Lundi 10 avril 2023, reportage dans le secteur en lutte des énergéticien.nes de grand’maison – plus grand barrage de France. Ce texte a été complété sur des parties par des articles sur internet et des relectures.
Ils m’entrainent au bout de la nuit / les démons de l’énergie
Devant le portail où les entrées sont filtrées par les agents, le décor ne trompe pas : d’immenses banderoles syndicales, des messages revendicatifs, des pneus, des palettes contre les murets. Plus surprenant quand on entre dans le site, sous les lignes électriques de 400 000 volts qui frétillent, un trampoline, à côté de quelques personnes qui boivent un café sous un barnum, d’autres qui jouent aux fléchettes. Un autre gréviste encore slalome à toute vitesse à rollers, pendant que les hauts parleurs de l’usine diffusent de la musique des années 80.
C’est dans cette ambiance détendue que nous sommes allé.es à la rencontre des grévistes de la centrale hydroélectrique de Grand’Maison, située à 1h de Grenoble, dans la montagne de l’Oisans. On fait des battles pour savoir qui dort le plus ! , plaisantent H et C, qui nous accueillent.
Une nouvelle vie s’organise depuis plus d’un mois pour la trentaine de salariés dans cette usine où tout est surdimensionné.
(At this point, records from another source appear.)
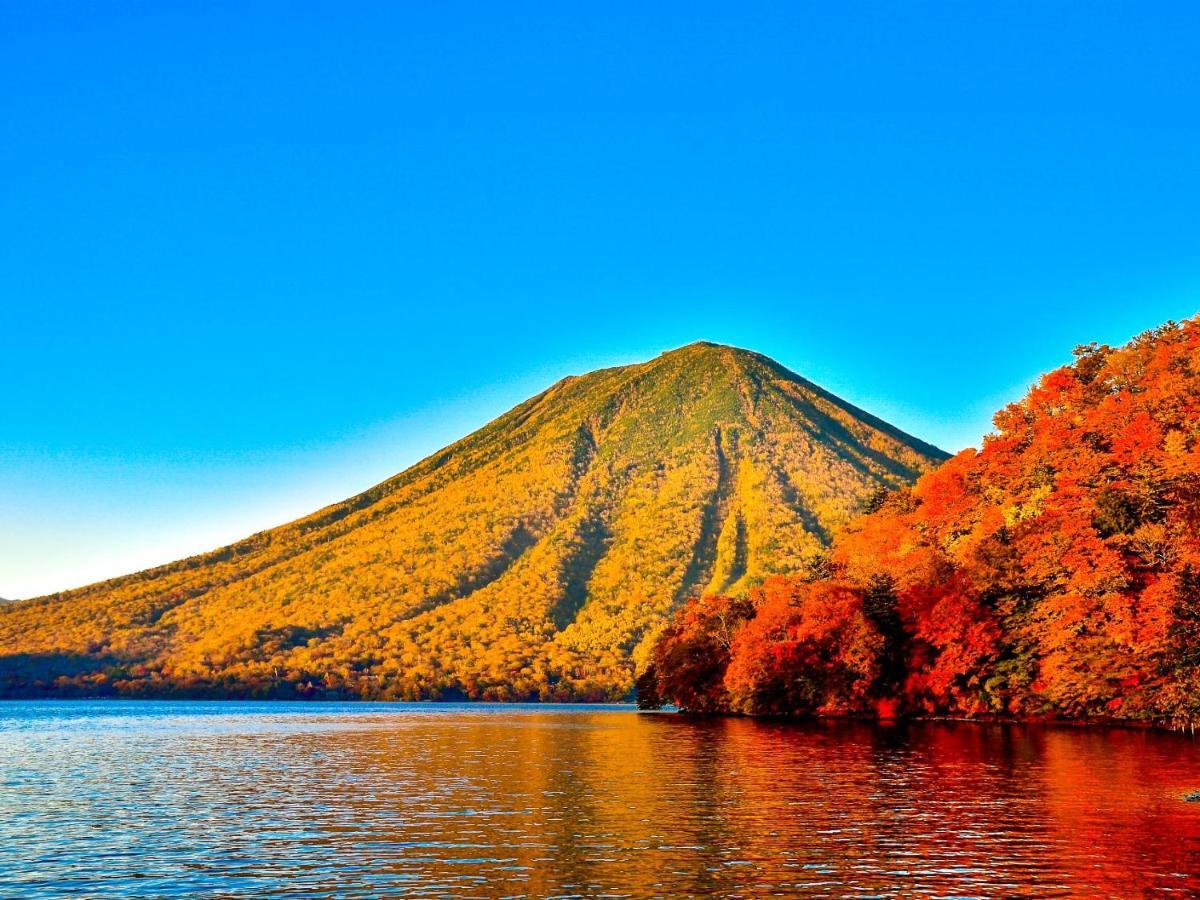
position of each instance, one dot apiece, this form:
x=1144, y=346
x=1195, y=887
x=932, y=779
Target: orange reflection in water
x=483, y=801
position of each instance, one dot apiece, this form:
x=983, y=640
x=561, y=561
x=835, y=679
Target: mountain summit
x=537, y=557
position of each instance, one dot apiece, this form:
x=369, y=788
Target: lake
x=121, y=798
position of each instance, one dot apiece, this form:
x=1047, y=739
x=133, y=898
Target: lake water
x=262, y=799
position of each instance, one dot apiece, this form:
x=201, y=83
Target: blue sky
x=253, y=261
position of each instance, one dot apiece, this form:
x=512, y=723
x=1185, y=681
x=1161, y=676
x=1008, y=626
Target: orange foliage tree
x=1054, y=573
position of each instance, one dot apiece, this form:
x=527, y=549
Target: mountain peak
x=537, y=557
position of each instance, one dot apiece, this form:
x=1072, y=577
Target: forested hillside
x=1055, y=573
x=535, y=558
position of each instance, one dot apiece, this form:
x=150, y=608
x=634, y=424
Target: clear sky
x=257, y=257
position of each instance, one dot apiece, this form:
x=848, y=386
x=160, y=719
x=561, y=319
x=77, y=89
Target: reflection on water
x=252, y=799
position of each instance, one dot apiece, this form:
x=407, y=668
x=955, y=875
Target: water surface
x=259, y=799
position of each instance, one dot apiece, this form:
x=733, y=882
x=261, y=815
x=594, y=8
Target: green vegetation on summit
x=537, y=558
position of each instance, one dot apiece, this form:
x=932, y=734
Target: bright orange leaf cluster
x=1055, y=573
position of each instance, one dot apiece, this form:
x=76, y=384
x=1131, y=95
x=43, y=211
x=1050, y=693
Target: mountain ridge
x=532, y=557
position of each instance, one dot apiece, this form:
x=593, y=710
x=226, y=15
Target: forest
x=534, y=559
x=1051, y=574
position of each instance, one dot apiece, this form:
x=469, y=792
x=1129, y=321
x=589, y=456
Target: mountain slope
x=537, y=557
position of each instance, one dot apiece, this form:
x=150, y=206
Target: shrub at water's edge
x=1053, y=574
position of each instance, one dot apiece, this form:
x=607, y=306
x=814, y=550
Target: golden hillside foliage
x=537, y=558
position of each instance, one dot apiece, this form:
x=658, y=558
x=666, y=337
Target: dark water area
x=288, y=799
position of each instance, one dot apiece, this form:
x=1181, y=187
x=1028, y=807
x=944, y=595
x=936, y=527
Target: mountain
x=1055, y=573
x=537, y=557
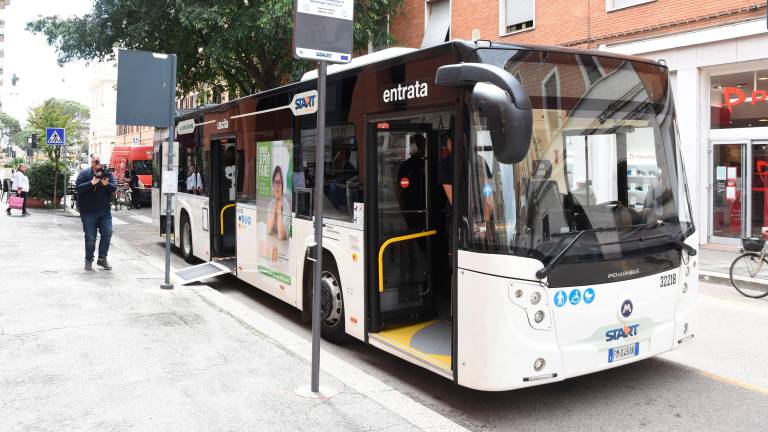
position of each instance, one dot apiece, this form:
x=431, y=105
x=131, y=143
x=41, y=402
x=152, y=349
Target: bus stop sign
x=322, y=30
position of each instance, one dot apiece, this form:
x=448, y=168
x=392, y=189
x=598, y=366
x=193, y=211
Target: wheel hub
x=330, y=299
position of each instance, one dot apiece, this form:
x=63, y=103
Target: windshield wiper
x=671, y=239
x=541, y=274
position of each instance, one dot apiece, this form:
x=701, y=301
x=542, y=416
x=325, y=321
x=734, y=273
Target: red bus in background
x=136, y=160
On dort et on mange là depuis le 6 mars, ça tourne sur la base du volontariat, selon qui peut venir et selon la vie de chacun, la vie de famille. On arrive à être une dizaine en moyenne !
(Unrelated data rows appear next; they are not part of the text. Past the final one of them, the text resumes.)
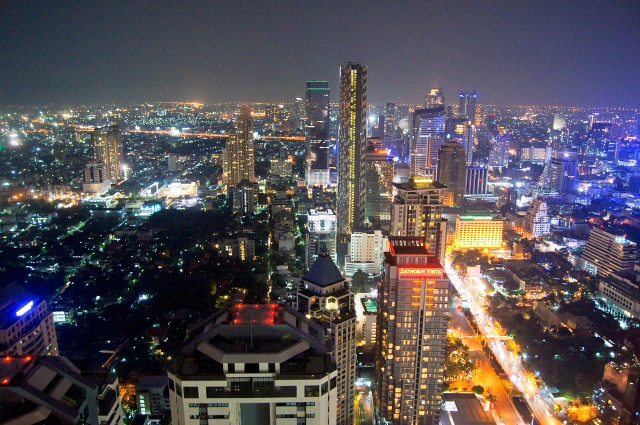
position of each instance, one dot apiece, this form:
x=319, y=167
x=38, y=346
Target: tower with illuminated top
x=416, y=211
x=239, y=156
x=351, y=152
x=26, y=326
x=107, y=148
x=413, y=315
x=325, y=297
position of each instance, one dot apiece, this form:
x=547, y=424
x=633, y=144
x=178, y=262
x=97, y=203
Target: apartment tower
x=413, y=315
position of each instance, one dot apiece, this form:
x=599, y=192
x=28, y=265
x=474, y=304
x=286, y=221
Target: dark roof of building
x=419, y=185
x=323, y=272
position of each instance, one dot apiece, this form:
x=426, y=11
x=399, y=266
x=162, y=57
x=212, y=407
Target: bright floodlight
x=24, y=309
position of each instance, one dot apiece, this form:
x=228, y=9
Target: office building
x=238, y=158
x=26, y=326
x=390, y=122
x=52, y=390
x=95, y=180
x=426, y=138
x=499, y=151
x=324, y=295
x=107, y=148
x=536, y=222
x=245, y=197
x=467, y=107
x=560, y=174
x=365, y=252
x=476, y=231
x=261, y=364
x=452, y=169
x=413, y=316
x=621, y=293
x=317, y=132
x=367, y=316
x=351, y=194
x=352, y=148
x=417, y=211
x=434, y=98
x=378, y=183
x=322, y=234
x=152, y=395
x=608, y=252
x=476, y=181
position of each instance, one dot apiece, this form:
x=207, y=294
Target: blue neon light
x=28, y=306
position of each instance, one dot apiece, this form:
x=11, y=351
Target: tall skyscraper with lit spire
x=238, y=159
x=317, y=132
x=351, y=151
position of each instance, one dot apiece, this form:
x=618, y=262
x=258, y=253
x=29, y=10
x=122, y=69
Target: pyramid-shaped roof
x=324, y=271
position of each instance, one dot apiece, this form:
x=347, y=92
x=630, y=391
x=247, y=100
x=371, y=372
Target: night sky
x=582, y=53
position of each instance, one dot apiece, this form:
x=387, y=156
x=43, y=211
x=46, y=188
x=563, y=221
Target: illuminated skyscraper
x=390, y=124
x=467, y=106
x=107, y=148
x=434, y=98
x=561, y=173
x=452, y=161
x=413, y=316
x=352, y=149
x=317, y=132
x=427, y=136
x=238, y=160
x=417, y=211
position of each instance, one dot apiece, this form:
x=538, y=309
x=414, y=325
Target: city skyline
x=578, y=54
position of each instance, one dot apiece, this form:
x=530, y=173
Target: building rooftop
x=323, y=272
x=465, y=409
x=15, y=301
x=370, y=305
x=419, y=184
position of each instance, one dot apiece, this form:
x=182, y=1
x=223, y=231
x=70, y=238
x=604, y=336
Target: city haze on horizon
x=571, y=54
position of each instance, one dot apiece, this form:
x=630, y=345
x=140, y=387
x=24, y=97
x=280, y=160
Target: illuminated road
x=540, y=401
x=175, y=133
x=485, y=375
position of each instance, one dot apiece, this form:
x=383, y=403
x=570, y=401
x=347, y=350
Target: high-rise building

H, qui bosse à EDF depuis 13 ans, se réjouit de voir le changement de mentalité qui s’opère grâce à ce mouvement social. En effet selon lui, beaucoup de jeunes débarquent dans l’entreprise sans la culture EDF, il y a beaucoup d’individualisme, chacun veut le meilleur pour lui, y a plus d’esprit d’équipe. Et avec ce mouvement, l’esprit collectif et l’entraide sont retrouvés, des liens plus profonds sont créés : même si on perd, on n’aura pas tout perdu.
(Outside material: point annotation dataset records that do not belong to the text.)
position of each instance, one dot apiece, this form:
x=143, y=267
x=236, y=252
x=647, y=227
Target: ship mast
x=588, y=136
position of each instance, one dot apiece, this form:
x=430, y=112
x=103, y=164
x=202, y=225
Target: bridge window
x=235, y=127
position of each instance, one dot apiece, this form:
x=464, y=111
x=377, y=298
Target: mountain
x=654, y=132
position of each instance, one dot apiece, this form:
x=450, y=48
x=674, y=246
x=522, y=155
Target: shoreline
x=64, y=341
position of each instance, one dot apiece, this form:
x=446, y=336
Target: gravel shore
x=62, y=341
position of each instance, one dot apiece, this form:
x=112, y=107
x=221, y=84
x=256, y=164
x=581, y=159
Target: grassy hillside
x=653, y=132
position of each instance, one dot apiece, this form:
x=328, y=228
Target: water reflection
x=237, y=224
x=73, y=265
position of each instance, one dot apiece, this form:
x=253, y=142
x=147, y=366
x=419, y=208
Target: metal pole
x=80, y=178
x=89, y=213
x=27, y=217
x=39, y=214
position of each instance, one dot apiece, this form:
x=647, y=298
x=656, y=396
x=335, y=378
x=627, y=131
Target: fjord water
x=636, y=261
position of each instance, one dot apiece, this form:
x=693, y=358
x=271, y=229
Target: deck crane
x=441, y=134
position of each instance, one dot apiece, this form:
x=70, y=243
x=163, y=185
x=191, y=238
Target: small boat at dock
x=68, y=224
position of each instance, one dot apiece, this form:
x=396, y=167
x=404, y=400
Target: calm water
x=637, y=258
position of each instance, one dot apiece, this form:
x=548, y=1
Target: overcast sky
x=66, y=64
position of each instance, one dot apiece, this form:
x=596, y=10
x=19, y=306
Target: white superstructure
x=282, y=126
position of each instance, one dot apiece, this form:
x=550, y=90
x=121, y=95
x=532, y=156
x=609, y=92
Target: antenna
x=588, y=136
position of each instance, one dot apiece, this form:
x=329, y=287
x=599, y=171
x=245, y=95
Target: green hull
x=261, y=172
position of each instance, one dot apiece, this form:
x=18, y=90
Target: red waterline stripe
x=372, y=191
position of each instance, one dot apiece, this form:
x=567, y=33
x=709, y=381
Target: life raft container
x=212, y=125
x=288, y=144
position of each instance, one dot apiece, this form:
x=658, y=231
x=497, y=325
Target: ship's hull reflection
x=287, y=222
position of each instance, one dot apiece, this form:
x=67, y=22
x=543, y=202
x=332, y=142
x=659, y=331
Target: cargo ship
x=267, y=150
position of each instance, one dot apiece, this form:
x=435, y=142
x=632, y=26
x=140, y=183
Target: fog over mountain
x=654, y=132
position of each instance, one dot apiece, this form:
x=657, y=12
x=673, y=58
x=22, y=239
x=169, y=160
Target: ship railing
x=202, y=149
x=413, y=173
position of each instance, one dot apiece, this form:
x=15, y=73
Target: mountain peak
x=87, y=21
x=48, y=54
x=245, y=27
Loin du rythme contraint du travail, des personnalités se révèlent, des personnes qui faisaient grève sans trop s’impliquer au début sont restées « juste pour une nuit » et qui finalement sont là toutes les nuits depuis. La force du collectif, qu’on retrouve dans d’autres endroits comme dans les blocages ou occupations d’étudiant.es, qui fait bouger les mentalités et rend possible la suite des luttes.
« 36 jours de grève, c’est mieux qu’en 1995. C’est une jolie lutte ! »
Des luttes ont déjà eu lieu dans le secteur de l’énergie hydraulique, contre la réforme des retraites à point fin 2019- début 2020, lutte menée en parallèle de l’opposition au projet Hercule [1] On était sur les 2 combats en même temps. Cette lutte a été interrompue avec le COVID.
Aujourd’hui le mouvement est plus fort ; les employés sont en grève reconductible tous les jours, alors qu’en 2019-2020 ils étaient en reconductible mais sur des jours identifiés par semaine, soit sur Hercule, soit sur les retraites.
En 2023, à la centrale de Grand’Maison, il y a 80% de grévistes. Un taux record qui évoque les grèves massives de 95.
C’est lors d’AG qui ont lieu plusieurs fois par semaine que se décide la suite de la grève : Dans notre usine on fait 1 réunion par jour. Dans le nucléaire y en a 3 par jour, à chaque relève. Les opérateurs de conduite décident de faire grève ou pas, et ce sont elleux qui décident s’il y a des baisses, et quelle baisse.
S’ils nous assurent ne pas avoir de pression de la part des chef.fes ou de la préfecture, la police a toutefois visité le site dans les premiers jours, pour filmer et constater l’occupation. La préfecture a le pouvoir de reprendre la main sur la production, mais pour l’instant il n’y a pas de menace dans ce sens.
Cependant le responsable du site, considérant la centrale hydroélectrique comme la sienne, ne voit pas d’un bon œil la reprise en main des machines par les salarié.es.